The people who enter the alley are concerned more with their own lives than with saving the life of another. The first man is, perhaps, oblivious to Andy's plight because he is blinded by his drunkenness and and the darkness of the alley so that he perceives the blood in which Andy lies as merely a pool of rain water. Further, when he offers Andy a drink and Andy cannot reply, he again assumes that Andy is so inebriated that he has lost control of his vocal muscles. While does say he may call a policeman on him, and Andy tries to nod yes, the drunk really doesn't want to do this because he, too, would probably be arrested for public drunkenness, so he tells Andy,
"This time you get off easy," he said again. He waved broadly at Andy, and then almost lost his footing. "S'long, buddy," he said.

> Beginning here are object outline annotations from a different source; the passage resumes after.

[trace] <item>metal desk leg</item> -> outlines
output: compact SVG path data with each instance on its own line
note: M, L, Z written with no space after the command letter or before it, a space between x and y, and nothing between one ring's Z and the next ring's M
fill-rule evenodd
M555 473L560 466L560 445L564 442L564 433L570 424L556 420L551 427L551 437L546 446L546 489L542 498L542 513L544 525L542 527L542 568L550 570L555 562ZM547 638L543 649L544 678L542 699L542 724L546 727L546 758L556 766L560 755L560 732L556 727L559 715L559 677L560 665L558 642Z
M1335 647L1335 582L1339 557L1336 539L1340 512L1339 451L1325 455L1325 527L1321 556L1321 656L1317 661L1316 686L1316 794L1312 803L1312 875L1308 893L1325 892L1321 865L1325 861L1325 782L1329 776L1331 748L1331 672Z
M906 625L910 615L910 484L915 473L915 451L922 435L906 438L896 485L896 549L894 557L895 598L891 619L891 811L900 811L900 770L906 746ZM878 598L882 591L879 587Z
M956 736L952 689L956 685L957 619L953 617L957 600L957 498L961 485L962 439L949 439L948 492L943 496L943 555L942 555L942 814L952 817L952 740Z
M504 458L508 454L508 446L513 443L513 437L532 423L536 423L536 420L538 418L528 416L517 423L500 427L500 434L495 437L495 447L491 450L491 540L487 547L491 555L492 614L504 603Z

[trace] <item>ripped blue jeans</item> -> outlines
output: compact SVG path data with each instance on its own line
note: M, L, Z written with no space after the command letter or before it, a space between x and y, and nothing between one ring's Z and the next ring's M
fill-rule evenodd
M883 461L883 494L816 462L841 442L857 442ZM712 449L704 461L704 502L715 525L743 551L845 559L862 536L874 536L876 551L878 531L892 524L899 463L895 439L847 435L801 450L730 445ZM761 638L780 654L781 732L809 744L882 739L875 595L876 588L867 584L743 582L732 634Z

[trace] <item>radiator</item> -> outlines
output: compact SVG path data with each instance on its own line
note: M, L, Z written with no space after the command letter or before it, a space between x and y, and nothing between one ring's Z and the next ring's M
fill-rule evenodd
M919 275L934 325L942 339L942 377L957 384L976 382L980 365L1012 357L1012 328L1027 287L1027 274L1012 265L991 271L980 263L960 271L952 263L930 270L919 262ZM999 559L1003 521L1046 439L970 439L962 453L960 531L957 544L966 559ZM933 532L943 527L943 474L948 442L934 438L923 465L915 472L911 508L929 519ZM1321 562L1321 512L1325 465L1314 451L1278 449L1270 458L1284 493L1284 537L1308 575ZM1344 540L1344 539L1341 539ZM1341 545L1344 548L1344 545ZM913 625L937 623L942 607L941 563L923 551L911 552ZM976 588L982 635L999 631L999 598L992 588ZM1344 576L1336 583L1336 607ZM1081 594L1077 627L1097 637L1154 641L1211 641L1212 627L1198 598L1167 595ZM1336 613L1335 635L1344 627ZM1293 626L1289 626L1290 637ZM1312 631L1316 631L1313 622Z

When Freddie ducks into the darkness of the alley to kiss and fondle Laura, she hears a sound from Andy; Freddie discovers him, but when he sees Andy's jacket with "Royals" on it, he is afraid to help the bleeding youth, worried that the Guardians, the foe gang, might retaliate against him,
"If we get a copy, the Guardians'll find out who," Freddie said. "I don't know, Angela. I don't know."
Selfishly, he murmurs, "I'm sorry," to Andy and he and Laura flee.
The old woman who comes to check the garbage cans is too self-absorbed in her routine of scavenging and probably too deaf to hear anything. But, from her years of penury, she has also limited herself to her small inner world to the point that her mind has dulled and she ignores most of what goes on in her surroundings. "She had worked quickly and soundlessly, and now she was gone."
Even the policemen limits his identification of Andy to what he perceives in his own mind, writing in his black pad "A Royal," ignoring Laura's quiet "His name is Andy."